Tips for speeding up batch indexing

Tips for speeding up batch indexing

Tips for speeding up batch indexing

Overview

Indexing documents tends to fall into two general patterns: adding documents one at a time as they are created (as in a web application), and adding a bunch of documents at once (batch indexing).

The following settings and alternate workflows can make batch indexing faster.

StemmingAnalyzer cache

The stemming analyzer by default uses a least-recently-used (LRU) cache to limit the amount of memory it uses, to prevent the cache from growing very large if the analyzer is reused for a long period of time. However, the LRU cache can slow down indexing by almost 200% compared to a stemming analyzer with an “unbounded” cache.
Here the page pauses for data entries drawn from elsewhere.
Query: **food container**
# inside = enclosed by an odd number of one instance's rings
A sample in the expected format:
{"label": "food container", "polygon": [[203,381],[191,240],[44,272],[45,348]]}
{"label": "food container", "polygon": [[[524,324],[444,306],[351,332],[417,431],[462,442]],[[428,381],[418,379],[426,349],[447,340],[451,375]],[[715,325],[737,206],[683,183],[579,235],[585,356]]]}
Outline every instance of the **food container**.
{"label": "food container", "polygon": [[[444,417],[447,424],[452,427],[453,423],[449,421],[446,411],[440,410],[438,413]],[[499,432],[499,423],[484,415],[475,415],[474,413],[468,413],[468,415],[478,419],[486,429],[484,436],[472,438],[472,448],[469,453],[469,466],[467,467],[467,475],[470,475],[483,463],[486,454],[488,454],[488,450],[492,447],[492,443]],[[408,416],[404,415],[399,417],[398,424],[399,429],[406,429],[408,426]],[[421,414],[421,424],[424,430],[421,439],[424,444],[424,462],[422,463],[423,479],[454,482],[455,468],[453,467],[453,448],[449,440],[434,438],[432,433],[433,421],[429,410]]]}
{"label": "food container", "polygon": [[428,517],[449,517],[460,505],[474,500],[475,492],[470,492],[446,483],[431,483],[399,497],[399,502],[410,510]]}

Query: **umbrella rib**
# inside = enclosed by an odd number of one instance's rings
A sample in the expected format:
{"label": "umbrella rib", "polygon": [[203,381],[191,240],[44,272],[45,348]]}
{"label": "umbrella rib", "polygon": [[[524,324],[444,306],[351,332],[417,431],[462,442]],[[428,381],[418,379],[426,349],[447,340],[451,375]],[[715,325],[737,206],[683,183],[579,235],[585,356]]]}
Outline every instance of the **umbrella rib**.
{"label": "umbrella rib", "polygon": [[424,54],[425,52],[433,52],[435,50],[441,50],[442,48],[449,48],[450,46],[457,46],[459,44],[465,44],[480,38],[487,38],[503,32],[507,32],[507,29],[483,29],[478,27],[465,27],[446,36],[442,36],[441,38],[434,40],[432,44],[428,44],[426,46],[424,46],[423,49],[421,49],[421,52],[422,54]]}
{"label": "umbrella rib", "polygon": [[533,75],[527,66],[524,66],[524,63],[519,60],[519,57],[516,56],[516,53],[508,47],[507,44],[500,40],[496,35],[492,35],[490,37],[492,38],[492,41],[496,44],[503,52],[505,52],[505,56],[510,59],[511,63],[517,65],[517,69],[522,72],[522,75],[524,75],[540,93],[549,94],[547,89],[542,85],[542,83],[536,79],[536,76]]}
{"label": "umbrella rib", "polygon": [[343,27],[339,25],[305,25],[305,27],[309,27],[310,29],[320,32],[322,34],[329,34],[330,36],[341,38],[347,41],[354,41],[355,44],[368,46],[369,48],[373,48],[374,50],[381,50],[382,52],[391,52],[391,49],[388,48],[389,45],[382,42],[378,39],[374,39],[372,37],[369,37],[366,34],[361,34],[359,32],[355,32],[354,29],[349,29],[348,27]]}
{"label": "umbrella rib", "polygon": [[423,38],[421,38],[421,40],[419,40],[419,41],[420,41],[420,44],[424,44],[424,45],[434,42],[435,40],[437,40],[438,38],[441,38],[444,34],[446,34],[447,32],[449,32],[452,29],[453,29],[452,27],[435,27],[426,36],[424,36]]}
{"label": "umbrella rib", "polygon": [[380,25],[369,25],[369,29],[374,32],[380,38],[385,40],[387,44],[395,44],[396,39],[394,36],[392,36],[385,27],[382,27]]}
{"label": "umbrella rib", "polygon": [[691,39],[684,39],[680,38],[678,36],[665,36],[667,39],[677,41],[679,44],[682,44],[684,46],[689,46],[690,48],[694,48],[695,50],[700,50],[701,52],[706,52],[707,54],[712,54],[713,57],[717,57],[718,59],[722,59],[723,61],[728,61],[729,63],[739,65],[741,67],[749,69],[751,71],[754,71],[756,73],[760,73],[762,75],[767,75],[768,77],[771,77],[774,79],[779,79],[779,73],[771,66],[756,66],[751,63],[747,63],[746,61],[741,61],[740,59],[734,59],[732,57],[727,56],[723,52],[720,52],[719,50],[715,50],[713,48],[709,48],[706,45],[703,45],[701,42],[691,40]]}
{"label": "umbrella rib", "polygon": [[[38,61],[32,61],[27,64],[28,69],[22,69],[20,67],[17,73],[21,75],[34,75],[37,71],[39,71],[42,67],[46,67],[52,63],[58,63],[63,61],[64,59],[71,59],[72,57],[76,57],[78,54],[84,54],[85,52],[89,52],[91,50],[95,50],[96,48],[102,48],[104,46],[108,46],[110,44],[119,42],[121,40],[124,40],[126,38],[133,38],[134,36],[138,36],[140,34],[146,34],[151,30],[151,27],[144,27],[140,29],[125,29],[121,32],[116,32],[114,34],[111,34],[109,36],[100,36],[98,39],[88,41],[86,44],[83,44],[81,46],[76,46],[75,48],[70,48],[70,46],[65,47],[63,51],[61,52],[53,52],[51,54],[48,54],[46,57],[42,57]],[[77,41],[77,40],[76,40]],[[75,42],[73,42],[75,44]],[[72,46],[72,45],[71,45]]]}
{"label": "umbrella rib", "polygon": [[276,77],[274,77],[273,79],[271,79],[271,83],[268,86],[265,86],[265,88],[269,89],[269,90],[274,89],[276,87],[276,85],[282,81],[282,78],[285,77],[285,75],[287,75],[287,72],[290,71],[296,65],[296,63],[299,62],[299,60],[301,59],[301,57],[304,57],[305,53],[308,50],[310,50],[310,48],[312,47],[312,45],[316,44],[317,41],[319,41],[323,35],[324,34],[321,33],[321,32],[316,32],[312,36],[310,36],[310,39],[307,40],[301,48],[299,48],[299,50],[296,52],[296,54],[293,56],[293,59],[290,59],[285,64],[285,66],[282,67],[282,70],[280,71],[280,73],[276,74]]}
When you’re indexing in large batches with a one-shot instance of the analyzer, consider using an unbounded cache:

w = myindex.writer()
# Get the analyzer object from a text field
stem_ana = w.schema["content"].format.analyzer
# Set the cachesize to -1 to indicate unbounded caching
stem_ana.cachesize = -1
# Reset the analyzer to pick up the changed attribute
stem_ana.clear()

# Use the writer to index documents...

The limitmb parameter

The limitmb parameter to whoosh.index.Index.writer() controls the maximum memory (in megabytes) the writer will use for the indexing pool. The higher the number, the faster indexing will be.

The default value of 128 is actually somewhat low, considering many people have multiple gigabytes of RAM these days. Setting it higher can speed up indexing considerably:

from whoosh import index

ix = index.open_dir("indexdir")
writer = ix.writer(limitmb=256)

Note

The actual memory used will be higher than this value because of interpreter overhead (up to twice as much!). It is very useful as a tuning parameter, but not for trying to exactly control the memory usage of Whoosh.

The procs parameter

The procs parameter to whoosh.index.Index.writer() controls the number of processors the writer will use for indexing (via the multiprocessing module):

from whoosh import index

ix = index.open_dir("indexdir")
writer = ix.writer(procs=4)

Note that when you use multiprocessing, the limitmb parameter controls the amount of memory used by each process, so the actual memory used will be limitmb * procs:

# Each process will use a limit of 128, for a total of 512
writer = ix.writer(procs=4, limitmb=128)

The multisegment parameter

The procs parameter causes the default writer to use multiple processors to do much of the indexing, but then still uses a single process to merge the pool of each sub-writer into a single segment.

You can get much better indexing speed by also using the multisegment=True keyword argument, which instead of merging the results of each sub-writer, simply has them each just write out a new segment:

from whoosh import index

ix = index.open_dir("indexdir")
writer = ix.writer(procs=4, multisegment=True)

The drawback is that instead of creating a single new segment, this option creates a number of new segments at least equal to the number of processes you use.

For example, if you use procs=4, the writer will create four new segments. (If you merge old segments or call add_reader on the parent writer, the parent writer will also write a segment, meaning you’ll get five new segments.)

So, while multisegment=True is much faster than a normal writer, you should only use it for large batch indexing jobs (or perhaps only for indexing from scratch). It should not be the only method you use for indexing, because otherwise the number of segments will tend to increase forever!